Thursday 18 July 2013

Letting Go of the Black Sweater

We're having a garage sale on Saturday and, in preparation, I decided to go through the two wardrobe boxes languishing in our basement. Both were full of clothes I'd left down there when we moved a year and a half ago—clothes I wasn't sure I'd fit into, post-baby #2, as well as some seasonal items. As I was digging through one of the boxes, I found it: a black sweater with faux-fur panels down the front.

I bought that sweater two winters ago. That was the winter I was pregnant with baby #2. It was also the winter that my mother died.

There isn't anything special about that sweater. It's not a designer brand, it wasn't expensive; I'm pretty sure I bought it at H&M. But I bought that sweater because wearing it made me feel tough and edgy. Strong. And that was a time when I desperately needed strength.

I remember wearing that sweater to the hospice to visit my mom. It was January, and the weather was bitterly cold. We knew it was a matter of days, at that point, so my family took shifts: we'd sit at her bedside for a while, then drink tea in the hospice's kitchen or wander aimlessly down the nearby country roads. My mother was already so far gone that I wondered if she even knew we were there.

As she struggled for breath, I was struggling, too. Dealing with the nausea and fatigue of the first trimester, I also had to deal with the waves of sadness that crashed over me in the middle of the night. For me, those two events—my pregnancy with baby #2 and my mom's death—are forever intertwined. 

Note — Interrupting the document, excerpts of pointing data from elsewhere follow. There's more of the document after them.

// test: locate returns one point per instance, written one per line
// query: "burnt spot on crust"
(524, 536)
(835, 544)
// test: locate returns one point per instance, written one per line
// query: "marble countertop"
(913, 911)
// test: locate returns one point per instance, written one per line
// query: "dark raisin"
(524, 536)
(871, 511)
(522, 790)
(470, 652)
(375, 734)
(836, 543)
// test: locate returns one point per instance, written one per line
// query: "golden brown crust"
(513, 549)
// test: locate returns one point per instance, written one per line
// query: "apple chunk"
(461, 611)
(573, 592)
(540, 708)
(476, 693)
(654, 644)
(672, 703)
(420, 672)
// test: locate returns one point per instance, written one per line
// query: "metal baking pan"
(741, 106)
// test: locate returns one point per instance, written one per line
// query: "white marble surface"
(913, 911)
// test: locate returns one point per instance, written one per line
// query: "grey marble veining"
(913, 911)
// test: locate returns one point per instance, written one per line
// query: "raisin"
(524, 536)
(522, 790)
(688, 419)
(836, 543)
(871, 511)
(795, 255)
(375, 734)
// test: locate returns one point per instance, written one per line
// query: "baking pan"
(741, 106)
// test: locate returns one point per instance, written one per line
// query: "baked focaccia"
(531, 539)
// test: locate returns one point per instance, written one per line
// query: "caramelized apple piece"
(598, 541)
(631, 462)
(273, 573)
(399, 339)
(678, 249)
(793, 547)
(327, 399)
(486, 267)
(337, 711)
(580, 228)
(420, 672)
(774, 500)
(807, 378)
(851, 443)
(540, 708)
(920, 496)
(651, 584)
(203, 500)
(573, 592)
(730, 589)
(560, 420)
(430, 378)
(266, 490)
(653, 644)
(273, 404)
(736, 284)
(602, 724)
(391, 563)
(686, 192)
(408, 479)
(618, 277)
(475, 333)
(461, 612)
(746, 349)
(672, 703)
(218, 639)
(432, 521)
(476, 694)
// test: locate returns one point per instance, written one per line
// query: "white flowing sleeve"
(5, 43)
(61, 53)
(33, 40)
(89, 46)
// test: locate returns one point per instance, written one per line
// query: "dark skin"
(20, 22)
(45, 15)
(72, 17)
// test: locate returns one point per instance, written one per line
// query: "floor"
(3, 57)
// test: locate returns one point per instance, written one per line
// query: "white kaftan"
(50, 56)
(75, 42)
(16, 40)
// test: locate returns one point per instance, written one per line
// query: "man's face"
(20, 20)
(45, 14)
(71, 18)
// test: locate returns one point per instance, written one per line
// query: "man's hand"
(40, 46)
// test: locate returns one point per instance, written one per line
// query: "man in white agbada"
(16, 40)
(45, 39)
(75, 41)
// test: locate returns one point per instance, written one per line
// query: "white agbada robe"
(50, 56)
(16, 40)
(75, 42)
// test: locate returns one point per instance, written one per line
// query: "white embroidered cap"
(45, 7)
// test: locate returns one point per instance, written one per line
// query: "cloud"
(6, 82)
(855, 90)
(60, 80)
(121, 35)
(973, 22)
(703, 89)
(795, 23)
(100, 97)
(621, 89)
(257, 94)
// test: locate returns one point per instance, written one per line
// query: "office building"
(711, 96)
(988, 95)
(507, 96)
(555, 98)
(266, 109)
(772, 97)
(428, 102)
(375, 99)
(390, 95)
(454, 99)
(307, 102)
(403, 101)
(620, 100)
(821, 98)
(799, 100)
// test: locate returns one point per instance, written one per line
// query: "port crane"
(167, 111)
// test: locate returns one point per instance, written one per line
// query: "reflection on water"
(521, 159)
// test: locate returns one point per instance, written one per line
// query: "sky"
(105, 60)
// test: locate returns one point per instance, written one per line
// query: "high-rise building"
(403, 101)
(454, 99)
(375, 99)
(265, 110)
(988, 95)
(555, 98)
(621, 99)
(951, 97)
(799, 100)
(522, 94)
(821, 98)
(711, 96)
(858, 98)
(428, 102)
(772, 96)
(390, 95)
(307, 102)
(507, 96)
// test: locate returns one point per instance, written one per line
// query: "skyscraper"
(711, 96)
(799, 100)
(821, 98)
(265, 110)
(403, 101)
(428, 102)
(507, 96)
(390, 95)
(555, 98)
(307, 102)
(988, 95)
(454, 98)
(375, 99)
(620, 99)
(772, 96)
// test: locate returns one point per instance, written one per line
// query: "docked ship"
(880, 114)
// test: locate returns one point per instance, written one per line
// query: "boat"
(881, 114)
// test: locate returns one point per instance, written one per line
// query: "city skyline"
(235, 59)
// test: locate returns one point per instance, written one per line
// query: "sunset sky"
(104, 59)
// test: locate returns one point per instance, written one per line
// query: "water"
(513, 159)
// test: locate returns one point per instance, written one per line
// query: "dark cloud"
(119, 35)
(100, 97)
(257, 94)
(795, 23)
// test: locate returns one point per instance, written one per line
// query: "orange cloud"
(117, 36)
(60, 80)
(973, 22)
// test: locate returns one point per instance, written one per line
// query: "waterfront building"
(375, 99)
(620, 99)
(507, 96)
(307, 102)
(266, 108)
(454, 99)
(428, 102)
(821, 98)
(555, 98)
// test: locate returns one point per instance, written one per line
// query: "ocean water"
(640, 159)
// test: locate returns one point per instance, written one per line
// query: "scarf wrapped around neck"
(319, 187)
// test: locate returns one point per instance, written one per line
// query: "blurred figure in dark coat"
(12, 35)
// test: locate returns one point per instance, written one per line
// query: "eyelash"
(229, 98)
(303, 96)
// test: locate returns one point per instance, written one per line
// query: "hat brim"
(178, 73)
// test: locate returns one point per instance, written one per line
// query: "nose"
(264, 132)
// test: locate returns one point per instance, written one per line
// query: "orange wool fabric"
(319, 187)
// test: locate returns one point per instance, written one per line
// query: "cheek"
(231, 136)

That sweater is a reminder of a particularly hard time in my life. But more importantly, it's a reminder that I got through it. And today, I no longer need that physical "armour" to feel strong.

 I am strong.

So I'll gladly put the black sweater out on Saturday with my other discarded clothes. I'm done with it now; someone else can have it. I hope it gives them the same strength it gave me.